Haha, agaknya pria itu tahu bahwa membiarkan Febiranza pergi sendirian adalah sebuah bencana besar. Bisa saja badai, angin topan bergerak secara bersamaan dan menghancurkan banyak rencana yang disusun untuk masa depan.

"Kamu hanya perancang, Febi. Untuk apa kami memanggilmu yang seharusnya sedang sibuk saat ini?" Gibran lebih dulu menimpali.

Kanneth tersenyum. "My little brother can play this.

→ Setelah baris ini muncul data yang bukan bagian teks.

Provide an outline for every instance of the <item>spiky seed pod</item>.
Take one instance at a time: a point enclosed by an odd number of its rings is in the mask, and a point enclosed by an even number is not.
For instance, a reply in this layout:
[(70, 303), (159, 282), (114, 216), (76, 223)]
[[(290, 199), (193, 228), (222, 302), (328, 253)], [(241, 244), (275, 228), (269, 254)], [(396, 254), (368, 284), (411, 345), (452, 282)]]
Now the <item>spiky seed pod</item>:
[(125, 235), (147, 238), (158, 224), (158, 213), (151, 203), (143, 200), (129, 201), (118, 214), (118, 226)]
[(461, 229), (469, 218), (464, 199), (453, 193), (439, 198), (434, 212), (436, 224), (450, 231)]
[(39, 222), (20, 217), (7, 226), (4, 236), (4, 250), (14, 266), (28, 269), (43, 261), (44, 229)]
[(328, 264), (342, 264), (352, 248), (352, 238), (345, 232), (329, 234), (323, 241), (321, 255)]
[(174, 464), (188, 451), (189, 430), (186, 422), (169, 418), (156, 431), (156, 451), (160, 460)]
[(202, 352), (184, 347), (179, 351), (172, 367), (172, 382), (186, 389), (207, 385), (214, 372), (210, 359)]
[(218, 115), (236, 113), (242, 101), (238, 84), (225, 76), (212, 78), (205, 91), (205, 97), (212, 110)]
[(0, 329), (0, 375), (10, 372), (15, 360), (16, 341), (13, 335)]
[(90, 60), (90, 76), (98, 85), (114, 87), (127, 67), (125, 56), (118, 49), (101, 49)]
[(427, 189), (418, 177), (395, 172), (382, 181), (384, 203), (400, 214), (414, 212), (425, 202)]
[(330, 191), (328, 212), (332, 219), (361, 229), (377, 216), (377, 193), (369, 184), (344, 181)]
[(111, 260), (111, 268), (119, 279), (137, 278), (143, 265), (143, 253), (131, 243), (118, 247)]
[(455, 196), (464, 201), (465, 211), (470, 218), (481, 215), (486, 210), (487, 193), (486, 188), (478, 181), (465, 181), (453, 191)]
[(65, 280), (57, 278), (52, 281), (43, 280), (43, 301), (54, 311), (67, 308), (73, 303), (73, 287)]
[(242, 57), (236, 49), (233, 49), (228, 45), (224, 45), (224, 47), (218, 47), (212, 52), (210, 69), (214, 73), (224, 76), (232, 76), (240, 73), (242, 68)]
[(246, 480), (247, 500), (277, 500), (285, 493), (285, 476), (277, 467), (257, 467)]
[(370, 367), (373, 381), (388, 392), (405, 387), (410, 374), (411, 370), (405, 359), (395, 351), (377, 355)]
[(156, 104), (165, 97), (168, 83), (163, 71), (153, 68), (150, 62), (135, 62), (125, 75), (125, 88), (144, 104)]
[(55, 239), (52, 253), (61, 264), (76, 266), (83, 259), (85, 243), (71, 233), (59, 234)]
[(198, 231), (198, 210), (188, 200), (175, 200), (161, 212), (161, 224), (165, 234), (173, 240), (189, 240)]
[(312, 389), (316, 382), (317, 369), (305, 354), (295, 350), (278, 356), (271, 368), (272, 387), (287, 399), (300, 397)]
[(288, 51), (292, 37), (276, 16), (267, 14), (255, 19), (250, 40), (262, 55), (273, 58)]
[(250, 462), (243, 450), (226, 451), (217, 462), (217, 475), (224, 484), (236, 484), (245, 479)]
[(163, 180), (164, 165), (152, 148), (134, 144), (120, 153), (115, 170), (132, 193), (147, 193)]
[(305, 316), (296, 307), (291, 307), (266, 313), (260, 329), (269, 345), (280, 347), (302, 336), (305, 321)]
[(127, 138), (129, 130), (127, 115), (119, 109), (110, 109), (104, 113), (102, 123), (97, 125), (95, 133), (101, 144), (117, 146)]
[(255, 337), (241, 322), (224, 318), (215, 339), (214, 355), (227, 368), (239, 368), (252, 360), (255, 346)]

Him is player on e-sports, maksudku jika kalian mau dia bisa menjadi pengganti utama."

Gibran yang wajahnya tadi kusut mendadak berubah begitu cerah. Dia bahkan melemparkan ponsel miliknya tanpa peduli berapa harga benda itu.

"Really? Feb, ini beneran adiknya si Kan bisa main?" seru Gibran bersemangat.

Tak berminat menanggapi, selain karena merasa kesal dengan perasaannya sendiri, Jie-soe juga harus membuat Gibran mandiri. Bibi Annisa dan Paman Dewa selalu saja memintanya untuk tak terlalu ikut campur masalah kantor ini.

'Kamu hanya investor, Sayang. Bibi mohon padamu untuk tidak terlalu memanjakan Gibran, dia anak bungsu yang seharusnya sudah mulai membiasakan diri melakukan segalanya seorang diri.'

Begitulah yang selalu bibi Annisa tegaskan padanya. Jie-soe mundur beberapa langkah kala Kanneth mulai menjelaskan tentang siapa adiknya.

Kini pria berusia 26 tahun itu menyilangkan tangan di depan dada sambil mengamati dalam diam. Sebuah nama yang meluncur dari bibir Gibran membuat Jie-soe merasa dunia berhenti saat ini.

"Fafa sektretarisnya Lewan, maaf mengatakannya tapi adakah di antara kita yang bisa membicarakannya dengan dia? Atau kita harus meminta bantuan kak Reg—"

"Aku saja," potong Jie-soe.

Tiga manusia lain yang ada di depan sana langsung menatapnya.

"Biar aku saja yang menemuinya jika itu orang yang sama."

-Bersambung ....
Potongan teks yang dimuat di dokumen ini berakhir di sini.